News Highlights – 26 Apr 12

  • Afghanistan (1a)  Prime Minister Stephen Harper has opened the door to Canadian special forces staying in Afghanistan after the withdrawal of NATO forces in 2014. There are reports that the Pentagon has asked the Conservative government to consider leaving a contingent behind in the war-ravaged nation to help train Afghan commandos and to keep up the fight against al-Qaida and Taliban militants. Harper said there has been no specific request that Canada stay on past 2014, but suggested he may be willing to consider the idea. “As we approach that date, we will examine all options and we will take the decision that is in the best interest of this country and in the best interest of our security objectives for the globe,” Harper said under questioning in the House of Commons on Wednesday. His refusal to rule out a further extension outraged New Democrats, who described it as a violation of the parliamentary motion that ended the country’s combat mission in Kandahar a year ago ….”  More on this from Postmedia News here, here, the Globe & Mail here, the Toronto Star here (and here) and QMI/Sun Media here.

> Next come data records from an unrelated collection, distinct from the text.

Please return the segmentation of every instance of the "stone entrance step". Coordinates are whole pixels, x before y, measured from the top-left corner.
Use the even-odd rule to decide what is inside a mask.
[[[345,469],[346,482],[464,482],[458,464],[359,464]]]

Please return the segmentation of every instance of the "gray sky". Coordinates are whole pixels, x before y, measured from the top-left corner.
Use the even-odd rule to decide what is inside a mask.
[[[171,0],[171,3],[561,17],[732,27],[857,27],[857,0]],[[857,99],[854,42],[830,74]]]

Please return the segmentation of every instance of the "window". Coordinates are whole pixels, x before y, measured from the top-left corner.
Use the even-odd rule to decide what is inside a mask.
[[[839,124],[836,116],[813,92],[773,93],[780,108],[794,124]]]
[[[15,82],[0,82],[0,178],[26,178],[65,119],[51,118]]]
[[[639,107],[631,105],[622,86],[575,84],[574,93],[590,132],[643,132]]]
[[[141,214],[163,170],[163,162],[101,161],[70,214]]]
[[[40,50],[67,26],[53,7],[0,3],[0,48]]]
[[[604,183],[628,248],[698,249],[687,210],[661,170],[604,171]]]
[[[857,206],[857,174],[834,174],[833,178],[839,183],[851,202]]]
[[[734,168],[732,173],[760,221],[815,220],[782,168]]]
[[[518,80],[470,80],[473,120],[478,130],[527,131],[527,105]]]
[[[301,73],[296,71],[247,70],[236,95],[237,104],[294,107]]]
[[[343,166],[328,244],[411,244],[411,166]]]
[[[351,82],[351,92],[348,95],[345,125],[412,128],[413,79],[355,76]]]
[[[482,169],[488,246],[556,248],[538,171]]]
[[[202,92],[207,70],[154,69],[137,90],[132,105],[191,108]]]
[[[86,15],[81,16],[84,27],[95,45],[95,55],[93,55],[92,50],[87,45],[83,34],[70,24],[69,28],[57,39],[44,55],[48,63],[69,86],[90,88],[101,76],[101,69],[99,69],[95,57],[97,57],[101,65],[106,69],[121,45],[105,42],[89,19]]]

  • Afghanistan (1b)  The PM’s words, from Hansard:  “Mr. Speaker, I have been told that we have not had that specific request from the United States. Whether it comes or not, I will be very clear, Canada will make its own determination in this regard. We have our forces there now to help train the Afghan security forces because it is in the interests of our country that Afghanistan does not become once again a safe haven for terrorism and also in our interest that, in order to prevent that, the Afghans themselves assume greater responsibility for their own security. Our government will make any decisions it makes with the best interests of our own country and the world community in mind …. it is not a remarkable statement that the NDP will not support the mission. The NDP could not even make up its mind to support the World War II mission. Canada has been involved in Afghanistan with the support of most of the parties in the House for some years. Our plan at the current time is, obviously, for the mission that goes to 2014, but, as we approach that date, we will examine all options and we will take the decision that is in the best interests of this country and in the best interests of our security objectives for the globe, and not an ideological knee-jerk response like the NDP …. all of the military missions committed to under this government have come before the House: the mission in Libya, which the House approved; we did not begin the mission to Afghanistan but the extensions of that mission. Certainly, should there be any other significant military missions, we are committed to getting the consent of Parliament before we act. That has been our action and that is what we will do in the future.”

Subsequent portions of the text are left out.